Monday, March 22, 2010

Worldbex, Then and Now

Last Thursday, I took the rare opportunity to go out of the office to take a peek at Worldbex.  Worldbex is one of the major construction exhibit in the Philippines.  We have been showcasing our products in these exhibits for a number of years already.  This year's was very different from the previous years...

The first exhibit Amici has joined that I can remember was Philconstruct 2002.  I was then working in Canon Information Technologies as a software engineer, and I remember having to leave work at 4pm to get home on the way to the World Trade Center in Buendia.  (No, I didn't do under time.  I was usually at Jollibee Plaza in Ortigas by 7am then, so I could leave work when the clock strikes 4pm.)  It was my first time to commute to WTC.  Luckily, it was just a jeepney ride away from Dapitan St., using the Mabini-Buendia route.  I got down Buendia, and it was just a nice short walk to the exhibit.

Our booth was part of the USA pavilion, showcasing our A.O. Smith Water Heaters.  Laptops, LCD TVs, projectors were not popular then.  Instead, we had a small TV with a built in VHS player showing to visitors factory production of A.O. Smith water heaters, including the application of glass lining to heater tanks.  I cannot recall if we even had heaters on display.  But storage heaters being storage heaters, they are notably unremarkable.  Then, our booth was manned by my dad, my uncle, my cousin, and me.  The exhibit organizers were generously offering red wine, in which I was exquisitely interested, but when offered I refused, as shy people are wont to do.


That was back in 2002.  Our exhibit was more a haphazard experiment in marketing.  It's unexplored territory.  We didn't have any good way of measuring the impact of the exhibit.  And for the next three years, we did not join any more exhibits.  A competitor supposedly remarked in 2005 that we were just a small "store" selling water heaters.  Three years before that, we probably didn't exist at all, for all that same competitor cared.

I think it was in 2006 when we started joining exhibits after that.  It was also that year when we joined the most exhibits in a year -- Worldbex, Conex, Philbex in Cebu, and Philconstruct.  We were once again aiming to leverage exhibits as a marketing channel, and we were game to try all of them.

For Conex, we invested on a rather expensive but reusable module, hoping to attract more people with a nicer booth.  We have up to four sales personnel entertaining clients.  And we have a nice display of storage heaters and pumps.  The storage heaters are as unremarkable as before, except for the high efficiency Cyclone storage heater, which brought us some trouble transporting, but nonetheless brought a lot more attention to our company.  On the night of the last day of the exhibit, we still had a project completion meeting (aka dinner at Napoli's at Tomas Morato) to reflect on the days' successes and challenges.

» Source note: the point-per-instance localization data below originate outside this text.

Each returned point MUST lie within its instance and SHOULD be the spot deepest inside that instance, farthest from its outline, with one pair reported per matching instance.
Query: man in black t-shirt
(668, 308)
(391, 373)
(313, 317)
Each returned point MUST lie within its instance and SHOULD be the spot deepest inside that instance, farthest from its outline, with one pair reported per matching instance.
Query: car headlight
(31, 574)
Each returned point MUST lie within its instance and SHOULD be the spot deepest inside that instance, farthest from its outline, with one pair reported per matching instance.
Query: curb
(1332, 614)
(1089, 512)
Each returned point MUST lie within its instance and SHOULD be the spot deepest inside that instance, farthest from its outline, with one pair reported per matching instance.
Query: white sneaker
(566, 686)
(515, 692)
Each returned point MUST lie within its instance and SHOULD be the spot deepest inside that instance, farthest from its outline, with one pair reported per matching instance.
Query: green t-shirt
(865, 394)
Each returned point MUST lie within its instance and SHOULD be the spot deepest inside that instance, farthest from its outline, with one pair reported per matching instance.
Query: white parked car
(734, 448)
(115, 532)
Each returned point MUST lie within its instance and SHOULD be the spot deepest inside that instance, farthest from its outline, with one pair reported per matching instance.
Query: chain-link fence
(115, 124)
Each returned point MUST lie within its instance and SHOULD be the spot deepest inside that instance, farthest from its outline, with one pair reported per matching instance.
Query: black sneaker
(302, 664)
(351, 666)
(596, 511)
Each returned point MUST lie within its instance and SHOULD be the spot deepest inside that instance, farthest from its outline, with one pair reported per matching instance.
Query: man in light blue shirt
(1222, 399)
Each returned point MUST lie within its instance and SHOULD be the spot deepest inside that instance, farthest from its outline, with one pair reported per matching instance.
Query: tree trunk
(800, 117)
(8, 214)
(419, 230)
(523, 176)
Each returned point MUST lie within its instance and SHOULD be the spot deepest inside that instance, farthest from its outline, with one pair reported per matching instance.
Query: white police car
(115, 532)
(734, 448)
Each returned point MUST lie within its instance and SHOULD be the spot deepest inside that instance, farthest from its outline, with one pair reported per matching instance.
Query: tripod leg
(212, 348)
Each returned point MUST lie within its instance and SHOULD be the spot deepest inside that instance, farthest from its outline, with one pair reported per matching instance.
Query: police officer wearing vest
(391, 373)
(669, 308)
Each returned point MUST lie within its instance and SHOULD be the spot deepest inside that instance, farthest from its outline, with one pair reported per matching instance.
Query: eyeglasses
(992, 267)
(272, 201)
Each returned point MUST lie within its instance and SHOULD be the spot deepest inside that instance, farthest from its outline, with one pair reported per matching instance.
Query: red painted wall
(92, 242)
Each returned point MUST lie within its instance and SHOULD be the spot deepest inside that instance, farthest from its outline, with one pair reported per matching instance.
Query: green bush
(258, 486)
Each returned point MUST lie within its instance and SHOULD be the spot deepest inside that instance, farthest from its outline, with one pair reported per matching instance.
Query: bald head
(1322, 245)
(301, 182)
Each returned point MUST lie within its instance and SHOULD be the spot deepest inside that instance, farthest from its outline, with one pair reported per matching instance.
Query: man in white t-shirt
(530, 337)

The same year, I had my first trip to Cebu for the Philbex exhibit.  It was not normal that I was part of the Cebu delegation.  But I had a foreign friend in Cebu then, for whom I took the opportunity to tag along.  Our booth was simple.  We again had a display of our wares, this time focused on instant heaters and swimming pool products.  Instead of our expensive module (which early on showed its age due to wear and tear), we opted for the more portable posters and tarps.  Philbex was the prelude to our company opening a new Amici Water Systems branch in Cebu.

The exhibits followed brought repeated performances.  We started having a formula.  We have the registration forms for interested clients.  We have a fairly stable product make up.  We have pictures and designs of our projects we can show off.    We were also more conscious about our expenses.  We cut down our exhibits to the essentials that prove effective.  We were a bit stingy with our meal allowances.  And we didn't have our project completion meetings any more. 


Worldbex 2010 had just come to a close.  I was only there last Thursday and again on the Saturday.  In some ways, it reminded me of our first exhibit in 2002.  It was again a small adventure, commuting to WTC and back, to see what's there and what we're cooking.

Gone were our rubber stamp booth of the last few years  that looked like a market place with our water heaters, pumps, and other products.  We didn't go with an expensive outsourced module, but we had a nice, creative booth thanks to our fantastic and versatile  industrial designer.  We had an interesting set of videos to show, no longer through a TV-VHS combo but now through an LCD TV and DVD player.  We had an aquarium with a manually operated wave ball toy, to get the idea across.  We're here again to exhibit,  like our first venture, to introduce a product, this time quite different and innovative, this time from France (though we were not in a French pavilion) -- the Wave Ball wave generator

It was a frontier once more, a revolution of sorts for our company, a reset of our exposition in water technology.  We're here to make waves.  It's a Wavolution.